Member o the Chamber of Deputies
- In office 23 April 1992 – 28 April 2008
- Constituency: Tuscany (1992–2006) Liguria (2006–2008)

Personal details
- Born: 22 January 1948 Piombino, Italy
- Died: 3 September 2026 (aged 78) Rome, Italy
- Party: PCI (1966–1991) PDS (1991–1998) DS (1998–2007) SD (2007–2010) SEL (2010–2017) SI (2017–2026)
- Education: University of Pisa
- Profession: Journalist
- Website: Official website

= Fabio Mussi =

Italian politician (1948–2026)

Fabio Mussi (22 January 1948 – 3 September 2026) was an Italian politician who was Minister of University and Research from 2006 to 2008 in the Second Romano Prodi government. A past member of the Italian Communist Party (PCI), the Democratic Party of the Left (PDS), and then the Democrats of the Left (DS), he became a lead founding member of the Democratic Left (SD). Mussi was then a member of Left Ecology Freedom (SEL), which the SD merged into in 2010, before becoming a member of the Italian Left (SI), after SEL was dissolved in 2017.
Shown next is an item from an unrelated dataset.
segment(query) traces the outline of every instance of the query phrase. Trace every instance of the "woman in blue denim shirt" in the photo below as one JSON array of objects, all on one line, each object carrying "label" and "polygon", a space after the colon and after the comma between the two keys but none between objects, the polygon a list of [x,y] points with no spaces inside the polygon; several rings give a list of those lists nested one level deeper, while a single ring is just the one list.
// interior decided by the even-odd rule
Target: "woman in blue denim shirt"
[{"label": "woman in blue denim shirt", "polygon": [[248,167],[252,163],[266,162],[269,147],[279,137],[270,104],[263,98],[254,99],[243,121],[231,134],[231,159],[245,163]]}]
== Early life and career ==
Born into a working-class family in Piombino, Tuscany, on 22 January 1948, Mussi joined the PCI in 1966, being initially active at university level whilst studying at the Scuola Normale Superiore in Pisa. In 1973, he graduated in Philosophy from the University of Pisa (he never graduated from the Scuola Normale Superiore) and soon joined its administrative staff. He also became a member of the PCI Central Committee in 1979, charged with cultural and propaganda tasks and bestowed with an editor's position at Rinascita. He was regional secretary of the party in Calabria (1980–1984), and after that a member of the PCI National Directorate. From 1986, he was co-editor of L'Unità.

Favourable to the turn towards democratic socialism in the PCI, Mussi joined the PDS, the direct successor of the PCI, which itself became the DS in 1998, also serving in the Italian Parliament from 1992 to 2008. Confirmed as deputy for his fourth time at the 2006 Italian general election, Mussi then served as senior vice-president of the Chamber of Deputies and Minister for the University and Research in the Italian government.

During the 2007 DS convention, Mussi headed the left-wing minority (the correntone), which was opposed to the creation of the Democratic Party (PD). During the convention, he announced his opposition to joining the PD once it was founded and instead created the SD, of which he was the national coordinator. Mussi left the leadership of his party following the party's defeat in the 2008 Italian general election, as part of The Left – The Rainbow alliance, being replaced by Claudio Fava.

== Death ==
Mussi died on 3 September 2026, at the age of 78. The two funerals are scheduled for 5 September in both Rome and Piombino, his hometown.